SMITH, Circuit Judge.

This appeal from summary judgment requires us to interpret a consulting 2 agreement. SmartTran, Inc. (“SmartTran”), a shipping consultant, and Alpine Confections, Inc. (“Alpine”), a candy company, entered into a consulting agreement (the “Agreement”) for shipping advice. Halfway through the Agreement’s term, Alpine underwent a corporate reorganization and was acquired by 1-800-Flowers.com (“Flowers”) and some of Alpine’s subsidiaries were spun off to a new corporation. SmartTran alleges that Alpine and its subsidiaries breached the Agreement by refusing to pay SmartTran consulting fees after the corporate reorganization. SmartTran also alleges that Flowers breached the Agreement, and, in any event, owes SmartTran restitution under the theories of unjust enrichment and quantum meruit. SmartTran and Alpine both moved for summary judgment and the District Court1 granted summary judgment for the defendants, concluding that the Agreement did not provide for payment of fees when SmartTran’s recommendations were not used. We agree with the District Court’s analysis and will affirm its grant of summary judgment.2

[653]*653The Agreement, as a matter of law, did not provide for SmartTran to receive fees where its recommendations were not used.

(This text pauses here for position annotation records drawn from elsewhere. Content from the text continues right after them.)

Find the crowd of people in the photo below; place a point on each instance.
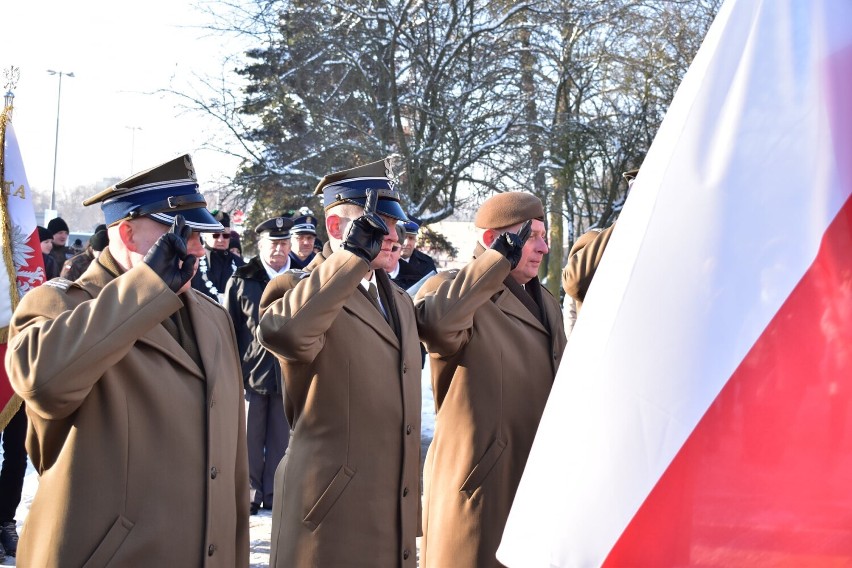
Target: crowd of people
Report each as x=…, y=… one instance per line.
x=195, y=384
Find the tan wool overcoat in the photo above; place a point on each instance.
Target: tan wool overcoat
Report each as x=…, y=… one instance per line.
x=347, y=493
x=493, y=364
x=141, y=453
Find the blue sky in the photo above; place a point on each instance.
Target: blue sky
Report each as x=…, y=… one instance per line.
x=120, y=53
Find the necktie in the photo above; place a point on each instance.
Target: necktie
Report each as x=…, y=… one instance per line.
x=374, y=294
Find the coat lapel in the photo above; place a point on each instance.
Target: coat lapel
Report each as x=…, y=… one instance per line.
x=362, y=308
x=96, y=277
x=209, y=344
x=508, y=303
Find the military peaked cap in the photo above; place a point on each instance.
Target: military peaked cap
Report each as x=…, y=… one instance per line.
x=350, y=186
x=158, y=193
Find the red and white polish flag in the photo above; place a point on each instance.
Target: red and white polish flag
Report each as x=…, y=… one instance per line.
x=702, y=414
x=21, y=262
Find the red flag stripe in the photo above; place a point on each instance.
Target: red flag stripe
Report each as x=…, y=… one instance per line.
x=764, y=479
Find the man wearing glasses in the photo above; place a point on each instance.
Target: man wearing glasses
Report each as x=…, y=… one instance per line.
x=304, y=234
x=218, y=263
x=348, y=490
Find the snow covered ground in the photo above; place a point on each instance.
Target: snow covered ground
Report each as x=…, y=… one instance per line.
x=261, y=524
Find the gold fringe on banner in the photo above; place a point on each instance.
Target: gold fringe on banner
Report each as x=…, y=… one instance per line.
x=12, y=276
x=5, y=221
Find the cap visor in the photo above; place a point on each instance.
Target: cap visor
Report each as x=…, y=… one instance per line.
x=198, y=219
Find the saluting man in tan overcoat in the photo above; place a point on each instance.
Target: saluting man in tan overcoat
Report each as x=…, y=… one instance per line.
x=133, y=390
x=347, y=492
x=495, y=337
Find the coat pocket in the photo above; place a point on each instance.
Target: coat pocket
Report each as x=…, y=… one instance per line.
x=483, y=468
x=110, y=544
x=329, y=497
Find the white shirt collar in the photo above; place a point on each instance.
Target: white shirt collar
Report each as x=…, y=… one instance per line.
x=272, y=272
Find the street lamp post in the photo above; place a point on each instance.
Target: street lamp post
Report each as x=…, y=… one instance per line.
x=133, y=130
x=56, y=144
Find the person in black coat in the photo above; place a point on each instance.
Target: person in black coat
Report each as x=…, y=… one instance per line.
x=46, y=239
x=267, y=430
x=413, y=264
x=305, y=233
x=218, y=263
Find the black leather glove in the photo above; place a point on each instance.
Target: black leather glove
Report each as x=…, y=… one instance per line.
x=166, y=255
x=366, y=233
x=511, y=245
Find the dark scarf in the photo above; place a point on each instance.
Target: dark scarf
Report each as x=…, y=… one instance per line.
x=219, y=268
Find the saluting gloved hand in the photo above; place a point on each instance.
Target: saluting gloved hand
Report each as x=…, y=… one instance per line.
x=166, y=255
x=366, y=233
x=511, y=245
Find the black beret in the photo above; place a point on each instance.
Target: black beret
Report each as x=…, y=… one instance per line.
x=277, y=228
x=507, y=209
x=57, y=224
x=44, y=234
x=222, y=217
x=99, y=240
x=304, y=225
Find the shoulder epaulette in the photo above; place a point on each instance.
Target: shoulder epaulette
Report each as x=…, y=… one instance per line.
x=59, y=283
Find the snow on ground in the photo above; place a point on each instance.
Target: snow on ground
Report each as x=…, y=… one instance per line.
x=260, y=525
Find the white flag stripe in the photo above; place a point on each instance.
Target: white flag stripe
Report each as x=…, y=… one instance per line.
x=725, y=217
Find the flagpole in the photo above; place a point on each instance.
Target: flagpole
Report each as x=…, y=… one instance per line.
x=56, y=142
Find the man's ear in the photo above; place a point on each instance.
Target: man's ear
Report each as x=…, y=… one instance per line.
x=127, y=235
x=334, y=226
x=488, y=237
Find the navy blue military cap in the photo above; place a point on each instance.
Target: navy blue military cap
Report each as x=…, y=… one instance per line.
x=410, y=227
x=304, y=225
x=275, y=229
x=158, y=193
x=350, y=186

As such, SmartTran’s breach of contract claim against all defendants cannot survive summary judgment. The claims against Alpine’s subsidiaries that were spun off fail for the additional reason that they were not parties to the Agreement and had no obligation to pay SmartTran. The unjust enrichment and quantum meruit claims against Flowers are unsuccessful because Flowers never received any benefit from SmartTran’s consulting services.

I.

SmartTran analyzes companies’ small parcel transportation needs and recommends ways to negotiate discounted contracts with shipping companies, like United Parcel Service (“UPS”). Alpine, prior to the corporate reorganization, was a candy company that also owned other candy companies, including defendants Maxfield Candy Co. (“Maxfield”), Kencraft, Inc. (“Kencraft”), and Harry London (collectively, the “Alpine Defendants”).3

On January 27, 2004, Alpine entered into the Agreement with SmartTran. The Agreement’s prefatory recital explained that SmartTran was to “review [Alpine’s] use of small package transportation services and to determine if [Alpine] can achieve cost savings.” In the Agreement, Alpine warranted that at the time of entering into the Agreement it was not “negotiating a rate discount increase, or decrease in rates, with any small package transportation service provider.” If Alpine received a rate discount increase, or a decrease in applicable rates during the term of the Agreement, SmartTran would aecrue fees as set forth in paragraph seven of the Agreement. That paragraph states that SmartTran is entitled to fifty percent of all savings realized by Alpine through SmartTran’s recommendations:

SmartTran’s fees for services will be as follows:

A. Fifty percent (50%) of all savings realized payable for a period of thirty-six (36) months from the date the savings first become effective.
B. SmartTran shall invoice [Alpine] monthly for the fee earned pursuant to this Agreement which invoice shall be payable within five (5) business days of receipt.
C. SmartTran will not be paid a fee unless savings actually become effective.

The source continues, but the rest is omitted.